Abstract

Detection and recognition of chemical cues from predators may lower the risk of predation in prey fish. Responses to particular cues in fish may be inherited or learned. In a laboratory experiment, we tested whether the coral-reef-dwelling goby, Asterropteryx semipunctatus, can learn to recognize a novel chemical cue and associate it with danger. Gobies were simultaneously exposed to a neutral chemical cue (the smell of a planktivorous damselfish, Acanthochromis polyacanthus) and either conspecific skin extracts (which contains a chemical alarm cue) or skin extracts from the freshwater swordtail, Xiphophorus helleri. Swordtails, which are allopatric with A. semipunctatus, lack the goby alarm cue and were used to control for a general response to the damaged skin of any fish. Two days after the conditioning, the gobies were exposed to only the neutral chemical cue. Gobies that had been conditioned to the neutral cue paired with conspecific skin extracts on day 1 responded to the neutral cue alone on day 3 with a typical alarm response, including decreased movement and feeding.

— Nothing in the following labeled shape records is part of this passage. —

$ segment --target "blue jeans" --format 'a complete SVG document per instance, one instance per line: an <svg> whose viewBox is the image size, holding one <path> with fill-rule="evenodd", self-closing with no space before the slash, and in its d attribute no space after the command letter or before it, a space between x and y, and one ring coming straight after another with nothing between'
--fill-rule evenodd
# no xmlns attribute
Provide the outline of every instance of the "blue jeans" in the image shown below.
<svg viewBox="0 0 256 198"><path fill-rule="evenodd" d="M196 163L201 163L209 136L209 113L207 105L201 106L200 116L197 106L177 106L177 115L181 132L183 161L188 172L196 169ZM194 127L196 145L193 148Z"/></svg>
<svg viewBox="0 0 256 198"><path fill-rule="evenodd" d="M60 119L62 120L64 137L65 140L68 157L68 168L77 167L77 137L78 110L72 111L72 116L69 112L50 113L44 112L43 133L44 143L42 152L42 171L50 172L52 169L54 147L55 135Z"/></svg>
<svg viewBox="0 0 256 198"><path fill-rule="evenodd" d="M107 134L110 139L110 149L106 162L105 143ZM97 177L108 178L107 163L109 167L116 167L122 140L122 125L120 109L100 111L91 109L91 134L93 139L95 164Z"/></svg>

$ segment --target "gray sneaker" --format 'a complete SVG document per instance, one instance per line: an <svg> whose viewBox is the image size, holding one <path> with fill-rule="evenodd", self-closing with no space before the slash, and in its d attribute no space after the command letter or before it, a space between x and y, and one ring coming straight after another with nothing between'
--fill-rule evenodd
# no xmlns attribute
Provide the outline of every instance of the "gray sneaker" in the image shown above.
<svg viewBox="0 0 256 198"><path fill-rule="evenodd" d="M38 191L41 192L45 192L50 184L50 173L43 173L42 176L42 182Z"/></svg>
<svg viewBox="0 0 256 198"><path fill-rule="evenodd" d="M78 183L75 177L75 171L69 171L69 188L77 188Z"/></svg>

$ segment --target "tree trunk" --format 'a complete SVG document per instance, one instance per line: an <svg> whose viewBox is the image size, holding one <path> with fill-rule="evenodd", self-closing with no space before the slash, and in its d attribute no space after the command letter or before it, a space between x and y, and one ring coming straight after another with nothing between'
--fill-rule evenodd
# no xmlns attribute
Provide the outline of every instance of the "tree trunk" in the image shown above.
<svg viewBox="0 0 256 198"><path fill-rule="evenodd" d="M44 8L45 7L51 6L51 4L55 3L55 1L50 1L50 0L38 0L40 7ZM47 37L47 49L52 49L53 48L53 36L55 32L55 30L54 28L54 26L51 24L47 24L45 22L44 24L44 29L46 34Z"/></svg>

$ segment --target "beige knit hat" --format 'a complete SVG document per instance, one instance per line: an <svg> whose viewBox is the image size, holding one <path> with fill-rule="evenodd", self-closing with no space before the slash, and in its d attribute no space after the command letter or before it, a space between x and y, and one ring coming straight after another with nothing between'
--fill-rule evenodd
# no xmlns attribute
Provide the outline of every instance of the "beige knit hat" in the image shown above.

Gobies that had been conditioned to the neutral cue paired with swordtail skin extracts did not show an alarm response. These results suggest that A. semipunctatus can learn to recognize a novel chemical cue and associate it with danger after a single simultaneous exposure to a novel cue and a conspecific alarm signal. This mechanism of rapid learning of novel chemical cues may be an important way in which coral reef fish learn to recognize predators.